Fire investigators determined that the man was removing the car's gas tank when the tank began to leak fuel. The gasoline was ignited by a nearby halogen lamp, Griggs said.
By the time firefighters arrived, about four minutes later, the fire had spread to the warehouse.
Marc Dolphin, who lives several houses down from the warehouse, said he heard the fire ignite from inside his bedroom.
Some neighbors described it as an explosion. Dolphin said he heard a "whoomph," like "if you poured gasoline in a bucket and set it on fire, but real loud."
From his front porch, Dolphin said he could see the orange glow of flames from behind the building. He told his girlfriend to call the fire department and ran across the street to help an elderly neighbor out of his home.
When the fire department arrived, flames had crept to the front of the warehouse, Dolpin said.
The man who was working on the car got two relatives out safely and told firefighters nobody else was inside, Griggs said. Firefighters battled the fire from outside rather than risk going inside the building, which was burning hot and fast.
"We got reports that there was no one inside, so we made this a defensive attack," he said.

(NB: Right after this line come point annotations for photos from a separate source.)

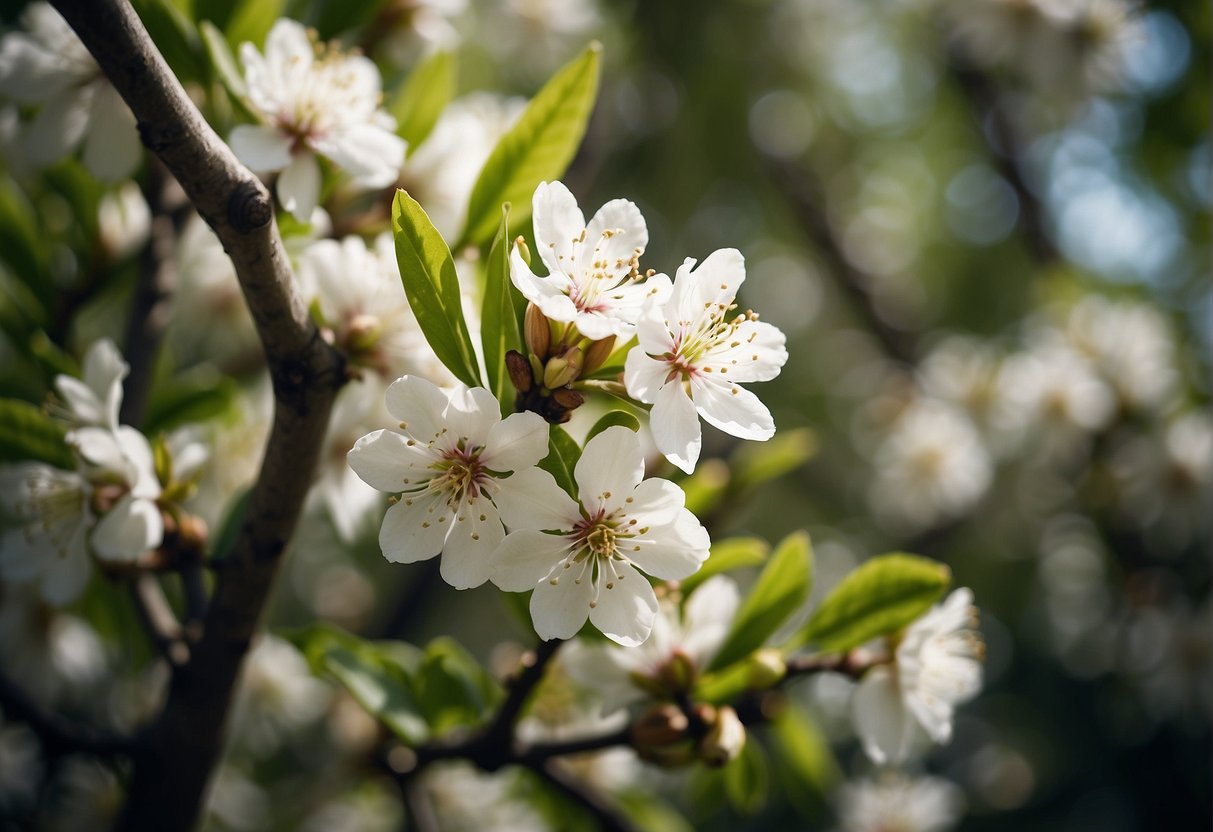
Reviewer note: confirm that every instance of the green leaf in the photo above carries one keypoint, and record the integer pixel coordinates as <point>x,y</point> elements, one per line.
<point>806,762</point>
<point>427,272</point>
<point>610,420</point>
<point>451,688</point>
<point>537,148</point>
<point>251,22</point>
<point>499,325</point>
<point>562,459</point>
<point>27,433</point>
<point>747,780</point>
<point>225,67</point>
<point>421,100</point>
<point>781,587</point>
<point>759,462</point>
<point>878,598</point>
<point>727,556</point>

The fire had grown so large by 12:55 a.m. that the fire department called in a second company of firefighters and asked Kentucky American Water to increase water pressure to fire hydrants in the neighborhood, Griggs said.

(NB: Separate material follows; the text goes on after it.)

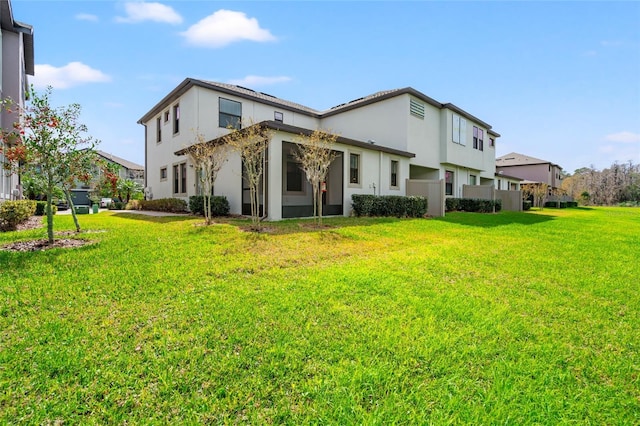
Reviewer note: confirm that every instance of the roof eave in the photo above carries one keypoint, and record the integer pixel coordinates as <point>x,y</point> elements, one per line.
<point>274,125</point>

Brian Washington, who lives four houses away from the warehouse, said the fire was so intense he could feel the heat from his front porch.
The heat melted the siding on a neighboring home, but fire damage was limited to the warehouse and vehicles, Griggs said.
The blaze was under control by 3 a.m., but firefighters were hosing down hot spots as late as 10 a.m. One fire truck remained late Tuesday afternoon as firefighters monitored the property.
The fire was fueled by some of the items stored in the building, including wood and books, Griggs said.